Accordingly, the application of these Rules to petitioner causes him to be singled out for discriminatory treatment, even though he has passed the Kansas Bar and is equally as competent as other Kansas lawyers to practice in that State. The fact that an attorney maintains an office and practices law in two States has no "rational connection" with his "fitness or capacity to practice law" ( Schware v.
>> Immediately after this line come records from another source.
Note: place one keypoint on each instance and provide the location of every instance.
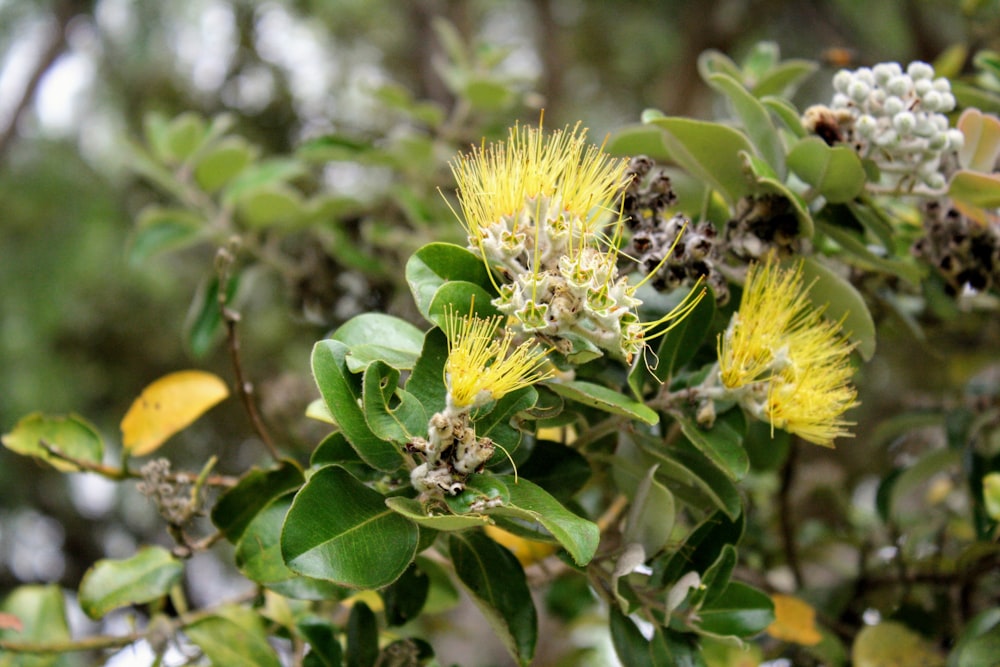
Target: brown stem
(785, 517)
(245, 388)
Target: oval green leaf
(531, 503)
(258, 557)
(342, 392)
(111, 584)
(376, 336)
(233, 636)
(709, 151)
(340, 530)
(437, 263)
(72, 435)
(603, 398)
(835, 171)
(496, 583)
(842, 302)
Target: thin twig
(785, 517)
(224, 262)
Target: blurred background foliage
(370, 99)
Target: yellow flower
(497, 181)
(792, 365)
(481, 368)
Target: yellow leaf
(794, 621)
(526, 551)
(167, 406)
(891, 644)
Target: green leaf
(842, 302)
(560, 470)
(603, 398)
(891, 643)
(376, 336)
(258, 558)
(111, 584)
(71, 434)
(435, 264)
(633, 140)
(421, 515)
(679, 345)
(496, 583)
(261, 176)
(392, 413)
(362, 637)
(461, 297)
(716, 579)
(184, 135)
(160, 229)
(723, 443)
(233, 636)
(238, 506)
(740, 611)
(41, 612)
(663, 648)
(270, 205)
(784, 78)
(651, 515)
(222, 162)
(709, 151)
(340, 530)
(426, 382)
(755, 118)
(488, 95)
(854, 244)
(788, 114)
(204, 321)
(341, 390)
(531, 503)
(971, 187)
(324, 649)
(700, 550)
(835, 171)
(405, 597)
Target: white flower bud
(899, 85)
(885, 71)
(942, 84)
(919, 70)
(935, 181)
(887, 139)
(865, 74)
(841, 80)
(893, 105)
(955, 139)
(866, 125)
(931, 101)
(859, 91)
(938, 142)
(903, 122)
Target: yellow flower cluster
(540, 210)
(482, 368)
(792, 365)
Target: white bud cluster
(897, 119)
(451, 452)
(562, 286)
Board of Bar Examiners, supra, 353 U. S. 239 ), and does not, without more, give either State the right to deprive him of his livelihood in light of the requirements of the Equal Protection Clause of the Fourteenth Amendment.
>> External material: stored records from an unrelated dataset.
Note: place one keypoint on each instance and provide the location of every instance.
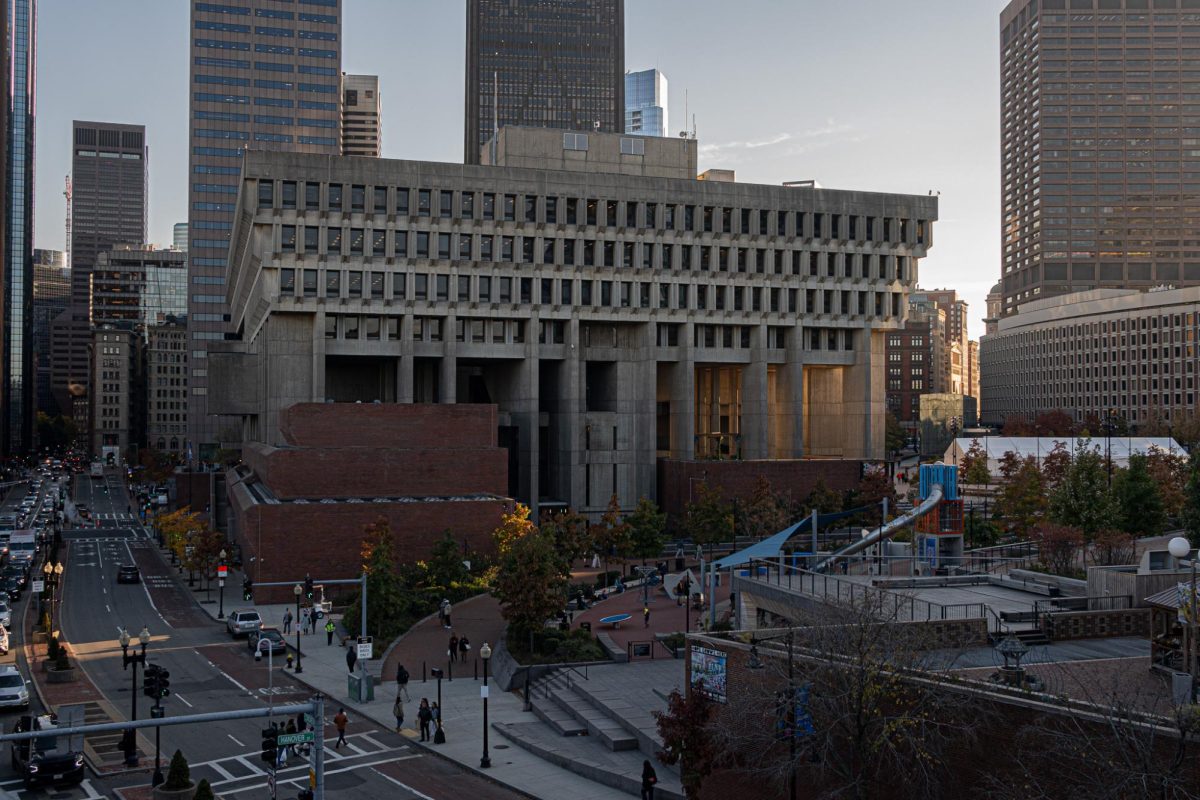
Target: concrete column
(787, 423)
(755, 413)
(683, 400)
(448, 376)
(864, 400)
(405, 362)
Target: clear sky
(876, 95)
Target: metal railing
(829, 588)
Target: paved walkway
(323, 668)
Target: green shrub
(178, 776)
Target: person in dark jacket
(649, 779)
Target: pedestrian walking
(424, 717)
(340, 723)
(649, 777)
(402, 681)
(397, 710)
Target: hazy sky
(879, 95)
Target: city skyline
(826, 133)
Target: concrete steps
(618, 770)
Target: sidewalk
(462, 710)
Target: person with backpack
(425, 716)
(402, 681)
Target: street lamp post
(221, 585)
(485, 653)
(52, 573)
(298, 590)
(1181, 548)
(131, 753)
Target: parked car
(271, 635)
(244, 621)
(13, 689)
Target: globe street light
(485, 653)
(131, 753)
(298, 590)
(1181, 548)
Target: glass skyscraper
(558, 65)
(17, 380)
(264, 74)
(646, 103)
(1099, 131)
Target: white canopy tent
(1119, 449)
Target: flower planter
(160, 793)
(67, 675)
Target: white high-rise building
(646, 103)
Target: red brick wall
(378, 471)
(288, 541)
(391, 425)
(737, 479)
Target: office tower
(138, 284)
(557, 65)
(109, 174)
(361, 115)
(1101, 179)
(52, 295)
(616, 311)
(167, 385)
(646, 103)
(17, 378)
(264, 76)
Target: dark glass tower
(17, 380)
(559, 64)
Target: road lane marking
(402, 786)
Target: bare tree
(855, 710)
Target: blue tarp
(773, 546)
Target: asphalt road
(209, 672)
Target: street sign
(294, 738)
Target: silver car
(244, 621)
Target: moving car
(244, 620)
(277, 645)
(48, 759)
(13, 689)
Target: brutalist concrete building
(616, 310)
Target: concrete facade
(1101, 178)
(1128, 353)
(612, 318)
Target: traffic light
(150, 680)
(270, 753)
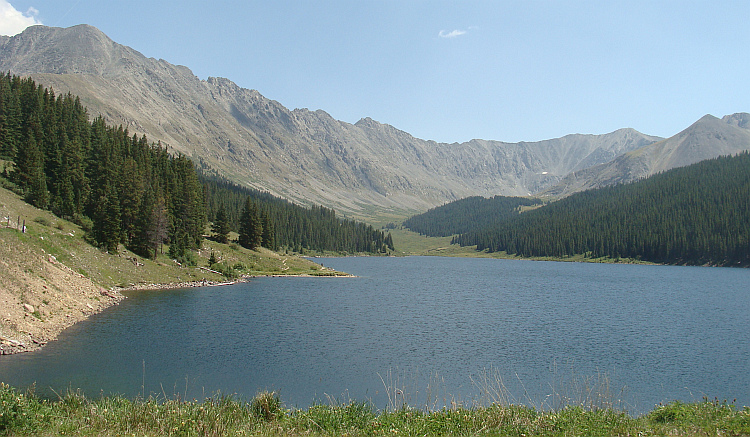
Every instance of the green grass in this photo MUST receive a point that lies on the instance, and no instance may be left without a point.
(23, 414)
(48, 234)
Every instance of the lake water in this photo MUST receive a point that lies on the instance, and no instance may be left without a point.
(432, 328)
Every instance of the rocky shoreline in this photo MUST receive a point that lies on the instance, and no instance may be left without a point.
(27, 339)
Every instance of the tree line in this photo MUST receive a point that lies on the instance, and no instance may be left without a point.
(693, 215)
(295, 227)
(468, 214)
(124, 190)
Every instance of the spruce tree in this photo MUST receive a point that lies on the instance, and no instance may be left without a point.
(251, 229)
(220, 226)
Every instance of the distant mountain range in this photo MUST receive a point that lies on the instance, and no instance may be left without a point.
(362, 169)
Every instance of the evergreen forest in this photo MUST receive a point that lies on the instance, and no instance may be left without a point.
(468, 214)
(122, 189)
(695, 215)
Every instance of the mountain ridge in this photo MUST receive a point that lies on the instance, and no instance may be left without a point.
(305, 156)
(709, 137)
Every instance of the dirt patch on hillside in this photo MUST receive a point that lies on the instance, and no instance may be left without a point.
(40, 297)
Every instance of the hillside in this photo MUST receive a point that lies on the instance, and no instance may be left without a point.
(696, 215)
(52, 278)
(707, 138)
(364, 169)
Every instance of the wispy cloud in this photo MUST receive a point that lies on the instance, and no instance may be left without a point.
(451, 34)
(13, 22)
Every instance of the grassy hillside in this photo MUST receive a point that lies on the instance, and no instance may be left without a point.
(264, 415)
(51, 277)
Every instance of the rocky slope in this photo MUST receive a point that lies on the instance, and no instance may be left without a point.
(707, 138)
(306, 156)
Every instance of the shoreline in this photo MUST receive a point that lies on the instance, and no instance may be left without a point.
(28, 342)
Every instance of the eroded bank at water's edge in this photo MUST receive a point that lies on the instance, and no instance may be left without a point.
(26, 327)
(42, 297)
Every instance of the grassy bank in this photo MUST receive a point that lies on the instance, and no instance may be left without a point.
(24, 414)
(411, 243)
(51, 277)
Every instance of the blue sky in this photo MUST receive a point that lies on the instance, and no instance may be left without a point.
(450, 70)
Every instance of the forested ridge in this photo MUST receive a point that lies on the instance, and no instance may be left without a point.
(122, 189)
(693, 215)
(466, 215)
(315, 228)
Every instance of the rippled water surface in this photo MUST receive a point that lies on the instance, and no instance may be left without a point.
(428, 326)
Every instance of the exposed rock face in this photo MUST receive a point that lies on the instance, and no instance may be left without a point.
(707, 138)
(306, 156)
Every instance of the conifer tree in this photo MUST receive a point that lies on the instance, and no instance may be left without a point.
(251, 228)
(30, 173)
(220, 226)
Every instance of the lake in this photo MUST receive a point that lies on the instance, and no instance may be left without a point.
(423, 330)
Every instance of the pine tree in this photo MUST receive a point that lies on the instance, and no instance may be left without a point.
(30, 173)
(269, 232)
(251, 229)
(220, 226)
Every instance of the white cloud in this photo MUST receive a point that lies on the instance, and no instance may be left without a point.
(13, 22)
(451, 34)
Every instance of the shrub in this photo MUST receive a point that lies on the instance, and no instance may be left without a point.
(42, 221)
(266, 406)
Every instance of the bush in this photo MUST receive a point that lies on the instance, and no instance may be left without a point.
(43, 221)
(266, 406)
(225, 270)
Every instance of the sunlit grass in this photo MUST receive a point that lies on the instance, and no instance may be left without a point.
(23, 414)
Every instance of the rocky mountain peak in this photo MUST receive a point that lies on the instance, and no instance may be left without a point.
(740, 119)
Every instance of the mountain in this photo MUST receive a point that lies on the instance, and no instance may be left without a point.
(707, 138)
(305, 156)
* Rule 41 provides in relevant part:
" Provided further however, The authority granted to practice law shall not be exercised except as provided under Rule No. 54 infra, when the licensee herein has been admitted to the Bar of another state or territory and is regularly engaged in the practice of law in such other state or territory."
Rule 54 provides:
"An attorney regularly practicing outside of this state and in good standing as a member of the Bar of the place of his regular practice may be recognized as an attorney by the courts, commissions, and agencies of this state, for any action or proceeding, but only if he has associated with him as attorney of record in such action or proceeding a member of the Bar of this state qualified under the provisions of G.S.1949, 7-104, upon whom service may be had in all matters connected with such action or proceeding proper to be served upon an attorney of record."